It’s almost exactly 18 years since Lancia threw in the towel in the UK. In autumn 1993 news filtered through that there was to be no right-hand drive version of the second-generation Lancia Delta (if anyone can remember that car).

It wasn’t a great surprise, in fact it was amazing that the brand had struggled on as long as it had. After widespread publicity in the late 1970s about rampant rust in the lovely Lancia Beta models, only the Delta Integrale had any credibility.

If I remember rightly, Lancia had the highest advertising spend per car sold of any manufacturer in the UK market.
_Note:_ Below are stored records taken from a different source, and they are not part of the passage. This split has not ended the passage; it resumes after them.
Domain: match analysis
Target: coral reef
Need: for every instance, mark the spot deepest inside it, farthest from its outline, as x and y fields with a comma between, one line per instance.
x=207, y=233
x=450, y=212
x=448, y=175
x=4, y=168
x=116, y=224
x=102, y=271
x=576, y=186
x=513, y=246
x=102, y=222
But, despite Fiat’s best efforts, shifting the ageing (but characterful) Thema and the Tipo-based (and pretty humdrum) Dedra saloon was a pointless exercise.

So I was amused to see the new ad campaign for the third-generation Delta appearing in the broadsheet newspapers yesterday. OK, this time around it is wearing a Chrysler badge on its be-grilled nose, but Lancia is back in the UK.

I’ve been a fan of the looks of the Delta ever since I saw it unveiled by Fiat boss Marchionne. It has to be the most original and distinctive looking car in the Golf-class. And it has been distinguished from its Fiat Bravo sister car through the use of an extra-long wheelbase. The rear space is just huge.

But looks and space aside, I’m not sure what else the Delta brings to the party. It’s not likely to be up there with the new Focus and current Golf for driving ability and Chrysler doesn’t have much of a track record in this market.

Even so, it’s curiously satisfying to see Lancia back - the Ypsilon supermini isn’t far behind the Delta - in the UK. It’s a long time since the company built a really competitive car, but there’s something about the brand, to my mind, at least - that still appeals.